Deuxième raison : la charge glucidique optimale dépend du niveau d'entraînement, du volume musculaire, de la durée et de l'intensité de l'effort prévu. Un athlète qui prépare une étape de 170 km n'a pas les mêmes besoins qu'un marathonien ou qu'un triathlète Ironman.

Ce que les équipes pro ont adopté, c'est un protocole en trois phases distinctes. Une phase de déplétion légère (3 à 4 jours avant l'épreuve) pour vider partiellement les stocks et sensibiliser les muscles à la resynthèse. Une phase de chargement (48 heures avant) calibrée au gramme près par kilogramme de poids corporel. Et une phase de maintien le jour J, avec des apports continus pendant l'effort pour ne jamais laisser les réserves descendre trop bas.

Ce modèle a progressivement remplacé l'approche monolithique du grand repas de pâtes unique. Il est plus contraignant à mettre en place, c'est vrai. Mais les bénéfices en termes de performance, de gestion de l'effort et de récupération post-course sont documentés.

D'ailleurs, la récupération ne s'improvise pas non plus. Ce qu'on ingère dans les heures qui suivent un effort long conditionne la vitesse de resynthèse du glycogène, et le timing nutritionnel post-effort mérite la même attention que la préparation d'avant course.

Ce que tu peux mettre en place concrètement dès maintenant

T'as pas besoin d'être coureur professionnel pour bénéficier de cette approche. Voici ce que tu peux faire, quelle que soit ton niveau :

  • Teste ta stratégie nutritionnelle à l'entraînement. Reproduis tes conditions de course lors de tes séances longues. Mange ce que tu compteras manger avant la course, utilise les gels ou aliments que tu emporteras. L'intestin s'adapte, mais il faut lui en donner l'occasion.
  • Quantifie tes apports. Utilise une application pour estimer ta consommation de glucides les jours précédant tes sorties importantes. Vise 8 à 10 g/kg sur les 36 à 48 heures avant une épreuve longue si tu es amateur entraîné.
  • Calcule ton taux de sudation. Fais le test pesée avant/après séance au moins deux fois dans des conditions différentes (chaleur, froid) pour avoir une fourchette réaliste de tes pertes hydriques.
  • Adapte ton repas du matin. Expérimente différents repas pré-effort lors de tes longues sorties du week-end. Note ce qui passe bien, ce qui reste sur l'estomac, ce qui donne de l'énergie sans pic suivi d'une chute.
  • Ne découvre rien le jour J. C'est la règle absolue des pros.

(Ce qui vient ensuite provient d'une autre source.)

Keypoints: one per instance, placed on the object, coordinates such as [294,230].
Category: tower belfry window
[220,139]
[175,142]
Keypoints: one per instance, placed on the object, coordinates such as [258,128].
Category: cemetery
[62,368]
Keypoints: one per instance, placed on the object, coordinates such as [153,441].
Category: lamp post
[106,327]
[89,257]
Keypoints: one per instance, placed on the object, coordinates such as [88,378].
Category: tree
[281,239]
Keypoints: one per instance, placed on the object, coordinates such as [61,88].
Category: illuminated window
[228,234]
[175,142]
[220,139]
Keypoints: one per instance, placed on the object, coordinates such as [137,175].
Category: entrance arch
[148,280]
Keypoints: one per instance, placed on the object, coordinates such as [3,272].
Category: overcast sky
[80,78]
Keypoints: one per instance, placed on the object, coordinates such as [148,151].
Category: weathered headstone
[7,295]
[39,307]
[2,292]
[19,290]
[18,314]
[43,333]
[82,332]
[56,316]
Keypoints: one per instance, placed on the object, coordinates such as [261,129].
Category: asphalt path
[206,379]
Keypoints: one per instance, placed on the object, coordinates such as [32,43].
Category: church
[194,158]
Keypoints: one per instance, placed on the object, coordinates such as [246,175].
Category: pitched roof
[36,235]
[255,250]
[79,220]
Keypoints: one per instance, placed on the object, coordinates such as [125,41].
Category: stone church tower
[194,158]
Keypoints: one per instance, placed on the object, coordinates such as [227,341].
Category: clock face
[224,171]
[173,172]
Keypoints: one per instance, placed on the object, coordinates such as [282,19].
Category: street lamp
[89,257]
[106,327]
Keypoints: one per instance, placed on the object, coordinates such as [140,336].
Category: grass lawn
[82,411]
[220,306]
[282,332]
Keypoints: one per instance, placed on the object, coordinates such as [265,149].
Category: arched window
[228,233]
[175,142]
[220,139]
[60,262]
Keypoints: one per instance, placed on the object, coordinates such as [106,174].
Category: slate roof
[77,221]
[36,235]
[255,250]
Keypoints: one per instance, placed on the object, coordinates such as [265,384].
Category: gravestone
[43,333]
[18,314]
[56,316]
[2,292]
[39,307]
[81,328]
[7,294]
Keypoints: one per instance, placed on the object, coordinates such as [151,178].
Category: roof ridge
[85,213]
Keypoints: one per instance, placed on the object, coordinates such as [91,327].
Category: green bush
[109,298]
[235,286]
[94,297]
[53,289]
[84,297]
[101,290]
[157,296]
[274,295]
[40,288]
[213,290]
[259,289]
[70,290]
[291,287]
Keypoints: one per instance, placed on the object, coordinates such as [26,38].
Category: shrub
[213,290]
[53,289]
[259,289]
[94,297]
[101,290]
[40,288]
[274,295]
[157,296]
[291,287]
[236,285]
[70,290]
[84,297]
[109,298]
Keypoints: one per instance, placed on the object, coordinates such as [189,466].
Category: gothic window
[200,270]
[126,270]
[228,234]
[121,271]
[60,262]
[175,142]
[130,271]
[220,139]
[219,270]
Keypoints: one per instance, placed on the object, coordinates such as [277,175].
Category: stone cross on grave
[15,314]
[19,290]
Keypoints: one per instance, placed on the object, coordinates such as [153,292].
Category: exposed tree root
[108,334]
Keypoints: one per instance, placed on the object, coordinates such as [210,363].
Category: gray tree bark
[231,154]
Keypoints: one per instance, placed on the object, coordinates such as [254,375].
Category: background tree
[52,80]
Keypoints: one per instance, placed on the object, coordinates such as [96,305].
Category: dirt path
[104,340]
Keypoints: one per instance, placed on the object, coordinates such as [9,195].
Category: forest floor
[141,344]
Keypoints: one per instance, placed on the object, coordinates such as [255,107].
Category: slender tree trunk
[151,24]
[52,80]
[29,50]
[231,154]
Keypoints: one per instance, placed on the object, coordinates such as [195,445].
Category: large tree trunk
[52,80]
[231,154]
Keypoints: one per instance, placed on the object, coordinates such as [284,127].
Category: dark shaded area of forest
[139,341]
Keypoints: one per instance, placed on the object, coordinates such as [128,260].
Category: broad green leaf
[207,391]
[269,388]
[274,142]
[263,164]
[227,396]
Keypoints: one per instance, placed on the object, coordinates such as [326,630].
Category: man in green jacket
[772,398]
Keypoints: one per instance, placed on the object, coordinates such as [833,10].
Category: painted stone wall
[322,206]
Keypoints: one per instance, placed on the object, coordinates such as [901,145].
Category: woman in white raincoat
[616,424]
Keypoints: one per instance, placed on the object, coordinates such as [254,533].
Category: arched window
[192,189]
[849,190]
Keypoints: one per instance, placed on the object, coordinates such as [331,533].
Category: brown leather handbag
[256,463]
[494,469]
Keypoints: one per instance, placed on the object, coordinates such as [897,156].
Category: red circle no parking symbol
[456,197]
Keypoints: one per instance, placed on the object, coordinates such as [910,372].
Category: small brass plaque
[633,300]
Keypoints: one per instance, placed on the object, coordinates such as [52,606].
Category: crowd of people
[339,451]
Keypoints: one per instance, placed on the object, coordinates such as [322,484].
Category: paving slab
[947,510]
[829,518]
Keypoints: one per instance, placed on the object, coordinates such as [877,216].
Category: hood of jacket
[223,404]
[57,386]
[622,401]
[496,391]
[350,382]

Tout ce que tu feras en course, tu l'auras déjà fait à l'entraînement.

Cette approche rigoureuse de la nutrition d'endurance s'inscrit dans une vision plus large de la performance durable. À l'image de ce que montrent les protocoles de récupération validés en 2026, c'est la cohérence de l'ensemble du système nutritionnel qui fait la différence, pas un seul repas miraculeux.

Et si tu veux aller plus loin dans ta compréhension des mécanismes en jeu, la question de la qualité musculaire et de sa relation avec l'endurance métabolique ouvre des perspectives passionnantes sur la façon dont le corps utilise le carburant glucidique à long terme.

Le timing, c'est pas juste une variable parmi d'autres. C'est le cadre dans lequel tout le reste prend sens. Soigne-le, et tes glucides feront enfin vraiment leur travail.